I had an epiphany one fall week when we were to face a district rival.  Now this foe, was a team we did not even belong on the field with, however, for some reason, we were a thorn in their side.  We had nothing that season.  TONS of injuries had plagued us, we had JV kids moved up to varsity and quite simply were very, very inexperienced.  Well, I uncorked the man blitzes on the team we were facing.  I did so, mainly because my freshman and sophomore linebackers didn't read so well, but also I wanted to see how we'd take the fight to somebody.  Instead of being reactive, we went proactive.  I wish the story had a happy ending, however it does have a silver lining.  We lost by 16, however, I'm pretty sure it would've been worse had we not done what we did.  The kicker of the whole thing was the score was 22-6.  Our opponent was averaging close to 42 points per game coming into that game.  We held them to their lowest output of the regular season (they went on to be the regional runner-ups that year).  Anyhow, what I liked is how easily the blitzes adjusted to what we were seeing.  This was a spread team that would get into some two back stuff as well. To keep run fits working, zone blitzes need quite a bit of adjustment, especially between who is the hole dropper and who is the skiff player.  We constantly had miscommunication between these two positions.  It could've been poor coaching, but I think it was basically a simpler system was needed.  The man blitz provided that.  Well, I got let go after only dabbling in man blitzes, for a year, and ended up at a junior high coaching seventh and eighth graders.  Anyhow, after my two year sabbatical with the younger guys, I came back and have implemented a man blitz scheme where I'm currently at.  With all this said, I'm going to show you the two schemes as well as the pros and the con's of each, and then give you my heart-of-heart talks on what I feel works best at the high school level.

The Zone Blitz
I'm not going to go to in-depth with zone blitzes, but most know that you are sending four to five players into designated gaps, while generally dropping into a three-by-three zone, or a two-by-four zone (although there are teams that are using less droppers and more rushers and getting away with it).  Again, this is purely a generalization.  The most simplest of the zone blitzes is the timeless NCAA blitz.  It is a deception blitz that slants the DL in one direction, and then brings two rushers in the C and D gaps away from the slant.  The DE (or sometimes OLB) in the direction of the slant will usually drop, and in most cases becomes the weak side "skiff" dropper.  The remaining LB is the hole dropper and to the blitz side a safety rolls down to be the strong side "skiff" dropper.  The remaining DB's rotate into a three deep zone.  Pretty simple stuff.

Benefits of Zone Blitzing

  • The benefits of zone blitzing are that you can generally get 11 hats to the ball if the ball breaks the LOS.  You rarely end up with defenders with their eyes to the back of the ball, not seeing what's going on.  
  • Many zone blitzes are very option sound, and also because a defender cannot be "run off" as they can in man schemes, if the option does break, the damages can be limited.
  • It's match up zone, a lot of folks have been doing this for years, so the scheme fits right along with what they already do.  
  • You can even spot drop it in high school and get away with it for the most part.  So if you are spot drop team, zone blitzing can be an easily added package as well.
  • The possibilities are endless.  Drop both DE's and bring all three LB's.  Roll a safety into the hole while blitzing the MLB from the Over front, you name it, with zone blitzing it can be done, to a degree.
  • Less confident players seem to feel a bit more comfortable with it, in that they don't necessarily feel like they are on an island.  Since the deep zone guys are basically MOD (man only deep) defenders, they don't have the same pressure a a MEG (man everywhere he goes) defender does.  You basically take away half of the routes they will see (or more) and now they are limited to defending deeper breaking routes, which if you are already zone, this is what they see 90 percent of the time anyways.
  • Blitzes are easy to set up.  They can be brought by run strength, pass strength, right or left, and field and boundary.

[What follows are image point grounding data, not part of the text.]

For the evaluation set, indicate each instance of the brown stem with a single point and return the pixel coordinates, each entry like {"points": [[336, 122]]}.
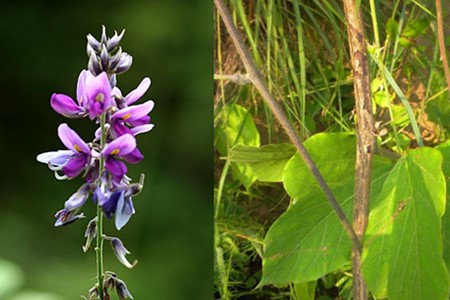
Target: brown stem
{"points": [[442, 43], [260, 85], [365, 137]]}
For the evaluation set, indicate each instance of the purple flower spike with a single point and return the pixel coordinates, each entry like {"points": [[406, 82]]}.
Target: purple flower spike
{"points": [[65, 217], [133, 113], [77, 200], [81, 151], [124, 211], [71, 162], [137, 93], [122, 291], [98, 93], [66, 106], [120, 147]]}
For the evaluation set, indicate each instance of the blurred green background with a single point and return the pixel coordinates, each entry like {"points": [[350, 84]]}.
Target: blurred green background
{"points": [[42, 51]]}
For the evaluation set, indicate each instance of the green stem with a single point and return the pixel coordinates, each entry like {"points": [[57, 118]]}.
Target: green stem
{"points": [[99, 244]]}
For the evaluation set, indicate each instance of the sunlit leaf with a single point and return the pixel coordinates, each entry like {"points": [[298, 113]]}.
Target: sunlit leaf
{"points": [[266, 162], [237, 128], [308, 241], [444, 148], [402, 257]]}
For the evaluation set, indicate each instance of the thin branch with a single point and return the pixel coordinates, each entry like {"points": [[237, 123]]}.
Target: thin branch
{"points": [[442, 42], [365, 136], [256, 79]]}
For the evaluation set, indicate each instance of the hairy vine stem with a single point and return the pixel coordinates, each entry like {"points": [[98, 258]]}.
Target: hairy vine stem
{"points": [[441, 39], [256, 78], [365, 137]]}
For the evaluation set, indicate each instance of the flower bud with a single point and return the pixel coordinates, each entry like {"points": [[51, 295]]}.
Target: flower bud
{"points": [[90, 234], [94, 66], [125, 63], [115, 59], [93, 44], [122, 290], [104, 58], [114, 41], [93, 293], [120, 251], [104, 38]]}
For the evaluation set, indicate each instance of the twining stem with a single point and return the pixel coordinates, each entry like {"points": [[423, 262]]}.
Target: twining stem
{"points": [[365, 137], [99, 241], [442, 42], [261, 86]]}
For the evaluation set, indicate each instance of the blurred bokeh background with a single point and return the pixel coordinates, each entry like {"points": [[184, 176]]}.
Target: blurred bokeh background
{"points": [[42, 51]]}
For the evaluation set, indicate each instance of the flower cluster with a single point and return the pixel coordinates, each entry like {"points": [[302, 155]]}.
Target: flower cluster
{"points": [[102, 162]]}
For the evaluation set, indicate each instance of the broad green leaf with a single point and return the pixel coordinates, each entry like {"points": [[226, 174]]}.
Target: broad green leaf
{"points": [[266, 162], [305, 290], [308, 241], [237, 128], [402, 256], [444, 148]]}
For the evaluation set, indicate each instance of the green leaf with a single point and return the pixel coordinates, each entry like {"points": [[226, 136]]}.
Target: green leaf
{"points": [[266, 162], [308, 241], [402, 256], [237, 128], [305, 290], [444, 148]]}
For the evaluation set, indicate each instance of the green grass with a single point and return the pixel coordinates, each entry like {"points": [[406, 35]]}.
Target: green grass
{"points": [[301, 49]]}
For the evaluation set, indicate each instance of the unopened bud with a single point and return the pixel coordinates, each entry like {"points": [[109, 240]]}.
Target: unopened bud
{"points": [[93, 43], [104, 59], [122, 290], [90, 234], [114, 41], [125, 63], [94, 66]]}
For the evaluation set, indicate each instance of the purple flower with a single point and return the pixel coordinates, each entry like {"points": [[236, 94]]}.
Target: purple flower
{"points": [[97, 91], [115, 200], [65, 217], [116, 149], [120, 251], [93, 97], [71, 162], [124, 120], [69, 213], [122, 290], [66, 106]]}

Drawbacks to Zone Blitzing

  • Dropping a DL into a poor match up.
    • i.e. having a DL have to be the SCF player vs. a speedy slot.
  • Dropping a DL to the field
    • Many times these zone blitzes are field/boundary, so sometimes in certain situations, you end up with a DL as the SCF player having to drop to the field.  That is a long way to go, even for a DE.
  • Match up issues in general.
    • There will be times you end up with a DL on a receiver and a LB on a RB.  This is an adjustment that will have to added to the overall scheme
  • A large amount of schematic adjustments
    • There are certain formations (seems like 11 and 12 personnel cause a lot of these issues) that need to be accounted for as not necessarily fitting to the blitz.  In other words, you have to build in adjustments.  These adjustments add "weight" to your scheme (i.e. more for your players to have to remember).
  • Due to adjustments, the overall scheme is reduced.  What this means is you can only run a few of these to be effective.  Due to not only having to teach the base scheme, you now have to teach the adjustments as well.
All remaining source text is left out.